「おもしれえことやってんじゃん」

 突然聞こえた声に二人して横を見ると、右肩を壁に預けた峯岸がニヒルな笑みでこっちを見ていた。俺は驚いて目を見開く。…いつからいたんだろうか。まったく気づかなかった。

「俺も気に食わねえ奴いんだよ」

 嫌な予感がする。俺は立ち上がって慌ててその場を去ろうとするが、こいつらが逃がしてくれるハズもなく、ものの数秒で捕まった。

「まだ話終わってないでしょ〜」

 ぎりぎりと手首を締め付ける音が聞こえ、痛みに眉を寄せる。もし本気で力を込めていないのだとしたらと考えて青ざめた。

「まさかアンタも弱点を…」
「俺の場合セイトカイチョーの邦平だけどな」

 ……もしかして。
 世津はチャラ男会計の戸田、峯岸は暴君会長の邦平。……同族嫌悪ってやつか。気に食わないってだけの理由なら呆れて物が言えねえんだけど。
 ニヤアと不気味な笑みを浮かべる切と峯岸から視線を外し、盛大に溜息を吐いた。




 あの後教室に戻った俺は、田口曰く物凄くげっそりとした顔をしていたらしい。心配そうな顔で頻りに保健室と言っていたが適当にあしらった。
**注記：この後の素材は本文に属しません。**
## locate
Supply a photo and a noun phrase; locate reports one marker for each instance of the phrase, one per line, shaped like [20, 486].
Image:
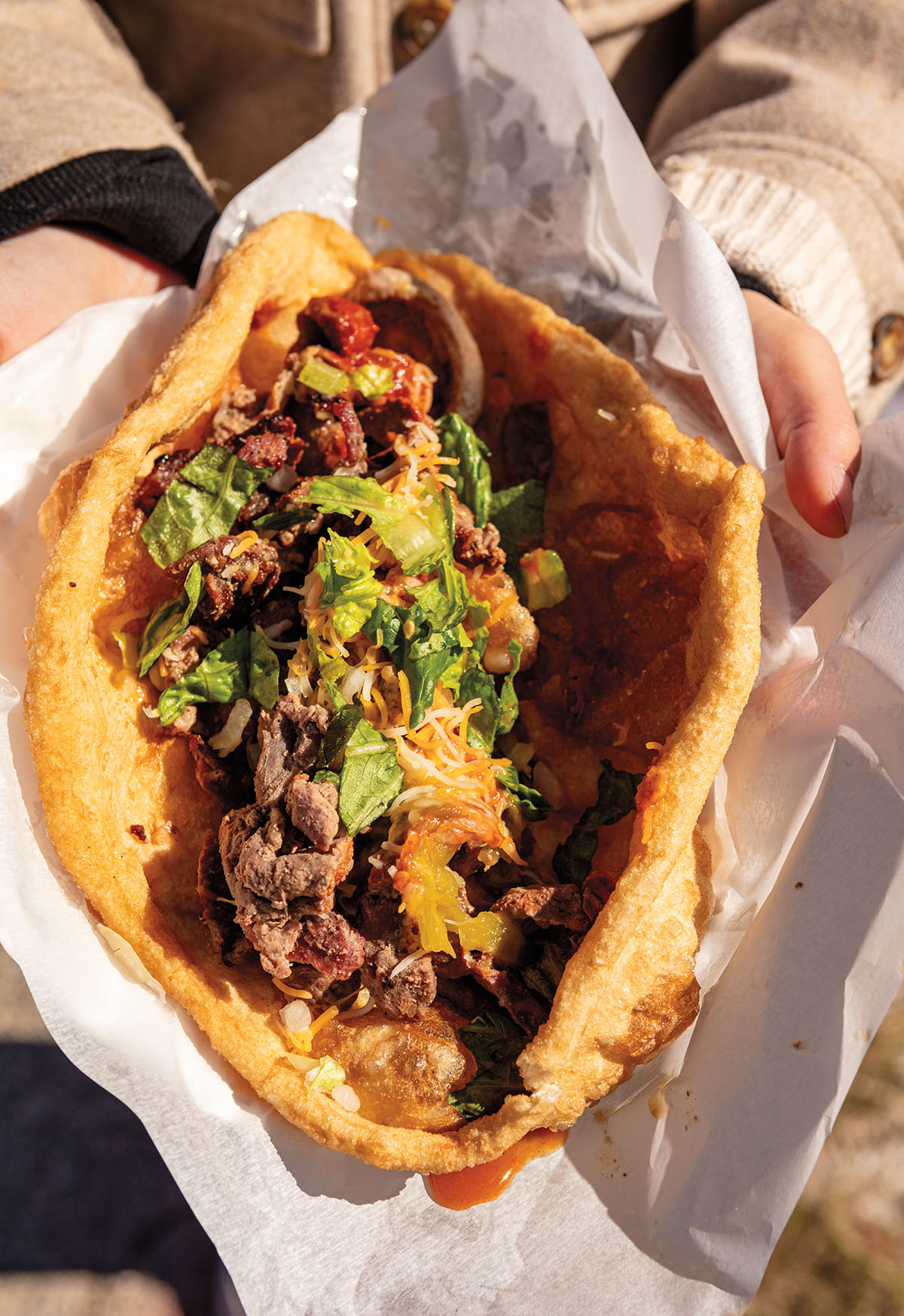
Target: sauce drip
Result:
[463, 1189]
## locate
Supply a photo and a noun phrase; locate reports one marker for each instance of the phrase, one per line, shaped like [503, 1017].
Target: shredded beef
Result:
[290, 739]
[279, 895]
[331, 944]
[182, 654]
[234, 586]
[266, 444]
[389, 941]
[234, 415]
[597, 891]
[332, 441]
[160, 478]
[527, 442]
[312, 807]
[225, 779]
[524, 1008]
[218, 907]
[257, 506]
[353, 460]
[382, 421]
[474, 545]
[276, 862]
[548, 907]
[347, 326]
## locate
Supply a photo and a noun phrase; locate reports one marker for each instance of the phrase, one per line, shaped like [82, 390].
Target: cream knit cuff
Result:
[789, 243]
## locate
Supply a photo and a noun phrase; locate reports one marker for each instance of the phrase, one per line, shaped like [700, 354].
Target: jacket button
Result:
[416, 26]
[887, 345]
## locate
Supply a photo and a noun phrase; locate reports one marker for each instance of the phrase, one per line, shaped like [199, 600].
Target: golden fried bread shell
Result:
[128, 818]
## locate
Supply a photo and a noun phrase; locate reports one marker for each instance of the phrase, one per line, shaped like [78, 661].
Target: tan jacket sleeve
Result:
[783, 139]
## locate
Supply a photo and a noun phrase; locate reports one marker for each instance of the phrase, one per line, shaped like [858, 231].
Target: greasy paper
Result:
[669, 1201]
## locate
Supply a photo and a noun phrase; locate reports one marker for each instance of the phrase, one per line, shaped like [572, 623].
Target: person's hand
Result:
[50, 273]
[807, 404]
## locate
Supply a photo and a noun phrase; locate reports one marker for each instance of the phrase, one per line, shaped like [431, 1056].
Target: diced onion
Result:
[296, 1016]
[362, 1005]
[128, 961]
[347, 1097]
[231, 737]
[353, 684]
[299, 684]
[304, 1064]
[290, 991]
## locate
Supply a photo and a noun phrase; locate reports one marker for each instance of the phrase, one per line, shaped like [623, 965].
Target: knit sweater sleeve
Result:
[782, 137]
[84, 142]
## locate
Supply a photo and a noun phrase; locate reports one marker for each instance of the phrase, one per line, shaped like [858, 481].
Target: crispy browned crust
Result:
[631, 986]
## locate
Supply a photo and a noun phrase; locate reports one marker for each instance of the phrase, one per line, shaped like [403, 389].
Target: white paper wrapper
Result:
[484, 146]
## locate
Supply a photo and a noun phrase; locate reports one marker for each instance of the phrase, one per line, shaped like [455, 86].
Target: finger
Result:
[807, 403]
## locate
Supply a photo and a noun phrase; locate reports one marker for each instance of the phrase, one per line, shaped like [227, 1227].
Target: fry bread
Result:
[658, 534]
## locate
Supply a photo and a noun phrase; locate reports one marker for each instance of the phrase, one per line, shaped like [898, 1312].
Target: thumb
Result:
[807, 403]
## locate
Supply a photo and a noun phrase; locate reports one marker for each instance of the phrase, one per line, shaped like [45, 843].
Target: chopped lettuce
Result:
[262, 672]
[472, 476]
[322, 378]
[518, 513]
[415, 534]
[495, 1041]
[368, 774]
[371, 381]
[332, 670]
[350, 586]
[532, 803]
[508, 700]
[428, 640]
[370, 778]
[542, 978]
[170, 620]
[243, 666]
[615, 797]
[544, 580]
[202, 503]
[499, 711]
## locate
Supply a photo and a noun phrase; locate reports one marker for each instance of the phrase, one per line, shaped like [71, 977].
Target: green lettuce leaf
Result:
[200, 504]
[262, 670]
[532, 803]
[518, 513]
[170, 620]
[350, 586]
[508, 700]
[615, 797]
[415, 536]
[368, 774]
[472, 476]
[544, 580]
[244, 666]
[370, 778]
[220, 678]
[495, 1041]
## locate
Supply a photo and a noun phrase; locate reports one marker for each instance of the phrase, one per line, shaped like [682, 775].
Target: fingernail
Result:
[842, 491]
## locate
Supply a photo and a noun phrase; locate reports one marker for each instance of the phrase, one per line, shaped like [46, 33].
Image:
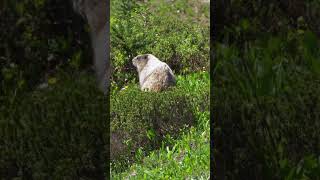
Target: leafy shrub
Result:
[38, 37]
[160, 28]
[142, 119]
[59, 132]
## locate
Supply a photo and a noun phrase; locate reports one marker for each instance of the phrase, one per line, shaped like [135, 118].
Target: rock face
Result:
[154, 75]
[95, 13]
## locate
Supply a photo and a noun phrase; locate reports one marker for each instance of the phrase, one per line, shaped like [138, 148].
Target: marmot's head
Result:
[140, 61]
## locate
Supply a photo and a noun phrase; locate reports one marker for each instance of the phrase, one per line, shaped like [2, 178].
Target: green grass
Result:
[186, 156]
[187, 159]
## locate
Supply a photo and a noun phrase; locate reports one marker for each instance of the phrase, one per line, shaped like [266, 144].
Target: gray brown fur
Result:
[154, 75]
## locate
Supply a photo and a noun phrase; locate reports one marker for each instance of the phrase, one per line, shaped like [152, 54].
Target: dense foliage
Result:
[60, 131]
[266, 90]
[176, 32]
[38, 38]
[142, 120]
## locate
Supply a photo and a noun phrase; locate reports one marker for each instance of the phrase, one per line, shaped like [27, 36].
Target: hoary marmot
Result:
[154, 75]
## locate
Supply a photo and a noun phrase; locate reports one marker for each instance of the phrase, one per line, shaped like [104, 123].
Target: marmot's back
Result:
[154, 75]
[160, 79]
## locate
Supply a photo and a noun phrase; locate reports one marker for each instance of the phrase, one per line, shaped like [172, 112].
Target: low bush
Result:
[266, 106]
[172, 31]
[59, 132]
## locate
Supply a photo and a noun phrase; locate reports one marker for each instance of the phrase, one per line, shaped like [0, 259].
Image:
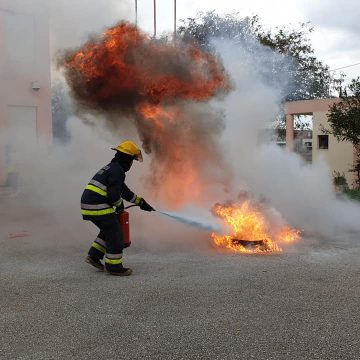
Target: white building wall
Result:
[24, 62]
[339, 155]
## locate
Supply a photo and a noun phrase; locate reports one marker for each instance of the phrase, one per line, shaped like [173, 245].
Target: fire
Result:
[251, 230]
[161, 87]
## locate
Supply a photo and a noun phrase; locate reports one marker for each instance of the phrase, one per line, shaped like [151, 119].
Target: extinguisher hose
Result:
[128, 207]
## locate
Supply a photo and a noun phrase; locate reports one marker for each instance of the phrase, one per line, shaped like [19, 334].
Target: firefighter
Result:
[101, 201]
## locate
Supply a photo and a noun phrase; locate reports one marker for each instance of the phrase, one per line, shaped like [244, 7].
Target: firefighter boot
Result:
[94, 262]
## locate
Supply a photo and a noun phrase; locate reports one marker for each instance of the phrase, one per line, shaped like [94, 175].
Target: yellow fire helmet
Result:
[130, 148]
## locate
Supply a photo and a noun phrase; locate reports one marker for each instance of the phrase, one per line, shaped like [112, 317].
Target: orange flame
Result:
[250, 227]
[124, 74]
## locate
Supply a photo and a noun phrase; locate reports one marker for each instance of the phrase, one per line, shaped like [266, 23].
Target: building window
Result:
[323, 141]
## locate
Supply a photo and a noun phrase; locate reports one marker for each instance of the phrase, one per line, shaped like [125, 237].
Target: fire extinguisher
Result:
[124, 220]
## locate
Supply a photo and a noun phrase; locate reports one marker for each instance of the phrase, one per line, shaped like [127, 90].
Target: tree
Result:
[344, 120]
[309, 77]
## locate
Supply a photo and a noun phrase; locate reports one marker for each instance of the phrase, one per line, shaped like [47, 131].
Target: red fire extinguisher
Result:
[124, 221]
[125, 227]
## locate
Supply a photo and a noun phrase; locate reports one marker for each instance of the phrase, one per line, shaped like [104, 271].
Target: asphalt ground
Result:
[178, 304]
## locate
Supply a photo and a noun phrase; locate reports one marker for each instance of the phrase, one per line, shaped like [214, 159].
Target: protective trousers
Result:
[109, 242]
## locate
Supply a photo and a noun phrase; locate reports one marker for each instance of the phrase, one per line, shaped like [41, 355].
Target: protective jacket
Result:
[105, 191]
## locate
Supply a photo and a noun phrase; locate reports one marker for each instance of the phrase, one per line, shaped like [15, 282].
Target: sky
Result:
[336, 35]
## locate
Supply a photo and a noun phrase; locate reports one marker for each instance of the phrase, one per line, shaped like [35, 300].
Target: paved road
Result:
[177, 305]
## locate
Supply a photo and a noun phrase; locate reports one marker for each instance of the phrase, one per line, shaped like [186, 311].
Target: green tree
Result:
[344, 120]
[307, 76]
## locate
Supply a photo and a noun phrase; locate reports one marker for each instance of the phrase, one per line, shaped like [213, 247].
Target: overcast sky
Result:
[336, 38]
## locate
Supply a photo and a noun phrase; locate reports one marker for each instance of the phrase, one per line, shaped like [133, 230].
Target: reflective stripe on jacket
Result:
[105, 191]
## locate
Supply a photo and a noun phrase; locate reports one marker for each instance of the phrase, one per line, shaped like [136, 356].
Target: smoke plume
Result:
[162, 88]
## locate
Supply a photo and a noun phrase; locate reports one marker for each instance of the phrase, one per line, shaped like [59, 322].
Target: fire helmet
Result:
[130, 148]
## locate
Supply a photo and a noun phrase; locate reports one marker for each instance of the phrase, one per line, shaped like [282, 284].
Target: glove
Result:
[120, 208]
[145, 206]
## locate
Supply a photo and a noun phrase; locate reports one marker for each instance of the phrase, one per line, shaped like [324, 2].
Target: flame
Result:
[125, 74]
[250, 226]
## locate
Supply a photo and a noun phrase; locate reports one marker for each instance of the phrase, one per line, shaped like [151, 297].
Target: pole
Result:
[154, 18]
[136, 12]
[174, 19]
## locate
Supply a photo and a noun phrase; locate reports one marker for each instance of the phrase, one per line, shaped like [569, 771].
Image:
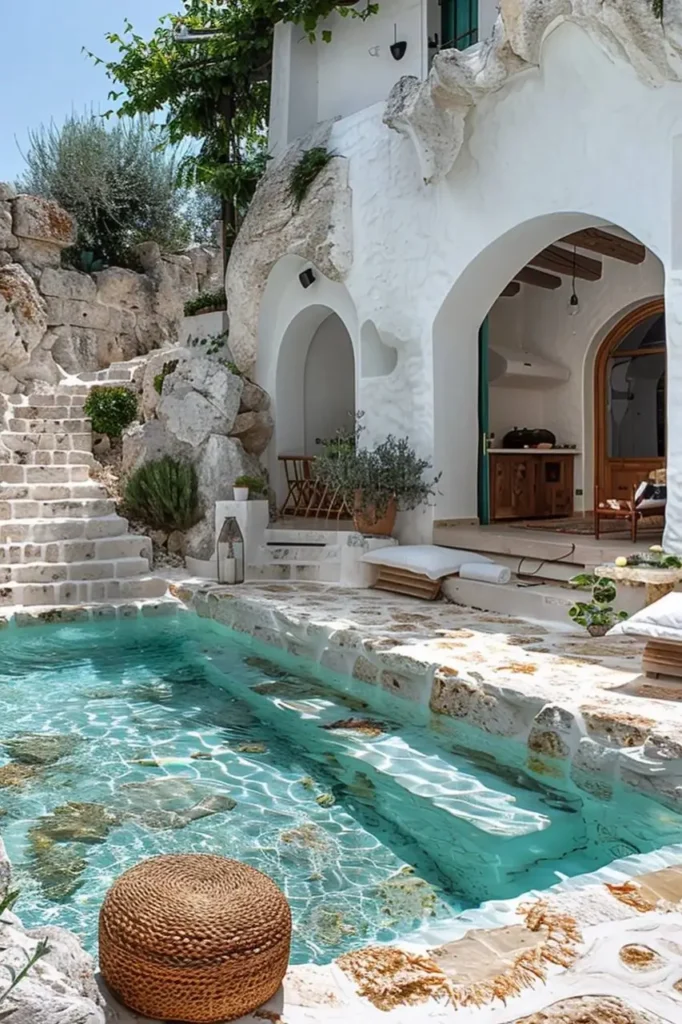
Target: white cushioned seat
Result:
[661, 621]
[427, 559]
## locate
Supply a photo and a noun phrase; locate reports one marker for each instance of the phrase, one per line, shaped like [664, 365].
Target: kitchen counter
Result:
[534, 452]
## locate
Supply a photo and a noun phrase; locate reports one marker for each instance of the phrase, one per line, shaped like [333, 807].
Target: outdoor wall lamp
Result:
[397, 48]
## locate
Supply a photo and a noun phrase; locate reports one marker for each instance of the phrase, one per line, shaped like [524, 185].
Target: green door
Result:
[459, 24]
[483, 431]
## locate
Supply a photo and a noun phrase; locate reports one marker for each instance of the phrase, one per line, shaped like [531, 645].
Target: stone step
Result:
[85, 592]
[107, 376]
[66, 411]
[14, 473]
[52, 441]
[45, 458]
[50, 492]
[68, 508]
[67, 528]
[299, 554]
[52, 426]
[122, 568]
[128, 546]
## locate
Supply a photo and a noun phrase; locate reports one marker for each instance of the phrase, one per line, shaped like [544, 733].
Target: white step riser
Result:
[82, 593]
[42, 458]
[61, 529]
[128, 546]
[51, 426]
[50, 492]
[88, 508]
[46, 442]
[30, 475]
[122, 568]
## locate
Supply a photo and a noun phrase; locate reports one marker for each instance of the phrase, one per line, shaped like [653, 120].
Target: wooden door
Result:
[630, 401]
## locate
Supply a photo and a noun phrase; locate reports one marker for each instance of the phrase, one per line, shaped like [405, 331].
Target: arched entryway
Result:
[630, 400]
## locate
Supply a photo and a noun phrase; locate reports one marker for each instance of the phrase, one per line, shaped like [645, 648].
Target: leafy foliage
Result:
[164, 494]
[168, 369]
[111, 409]
[372, 477]
[598, 613]
[206, 300]
[215, 91]
[42, 949]
[115, 180]
[255, 484]
[305, 171]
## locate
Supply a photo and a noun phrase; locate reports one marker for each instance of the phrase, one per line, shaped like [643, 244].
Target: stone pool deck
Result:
[580, 706]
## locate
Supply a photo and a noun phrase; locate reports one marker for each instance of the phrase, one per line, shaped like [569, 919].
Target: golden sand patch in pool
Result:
[639, 957]
[631, 894]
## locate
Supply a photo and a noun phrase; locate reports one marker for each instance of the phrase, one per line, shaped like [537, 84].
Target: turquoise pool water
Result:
[125, 739]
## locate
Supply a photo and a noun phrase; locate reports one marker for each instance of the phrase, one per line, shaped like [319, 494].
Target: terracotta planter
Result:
[367, 522]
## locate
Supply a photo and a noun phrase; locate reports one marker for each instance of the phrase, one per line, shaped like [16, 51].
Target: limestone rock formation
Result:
[432, 114]
[23, 316]
[202, 397]
[320, 230]
[254, 430]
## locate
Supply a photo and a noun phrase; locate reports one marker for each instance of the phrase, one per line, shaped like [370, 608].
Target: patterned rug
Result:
[584, 525]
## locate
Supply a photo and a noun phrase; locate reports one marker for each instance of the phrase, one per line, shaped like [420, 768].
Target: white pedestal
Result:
[253, 518]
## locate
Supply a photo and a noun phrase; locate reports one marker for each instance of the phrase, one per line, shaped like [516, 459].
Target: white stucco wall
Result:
[581, 140]
[329, 383]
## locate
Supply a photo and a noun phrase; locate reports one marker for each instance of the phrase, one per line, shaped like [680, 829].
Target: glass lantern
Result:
[230, 552]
因みにあいつらは最後に脅してフラフラと廊下の先へ消えて行った。
 そして今。騒がしい食堂へと訪れている。俺としては売店で済ませたかったのだが、田口に無理矢理連れて来られた。何でこいつらこんなに力が強いんだよクソ。

「あ…」

 席に着いてメニューを見ていた時のことだった。頭上から思わず漏れたというような声が聞こえて顔を上げる。そして即座に視線を逸らした。

「社?」

 空気の読めない田口が不思議そうに見てくるが無視。チラリと一瞥すると、そいつ――諸星はハッとした顔をして慌てて去って行った。取り敢えず関わらなくて良かったが…あいつ一体どうしたんだ?

「おい、社! 注文!」
「うっせえ! 耳元で叫ぶな!」

 急かしてくる田口を睨み、俺は再びメニューに視線を落とす。よし、今日はカレーにするか。
 俺は諸星のことを頭の端に追いやって、これから食べるカレーを思い浮かべた。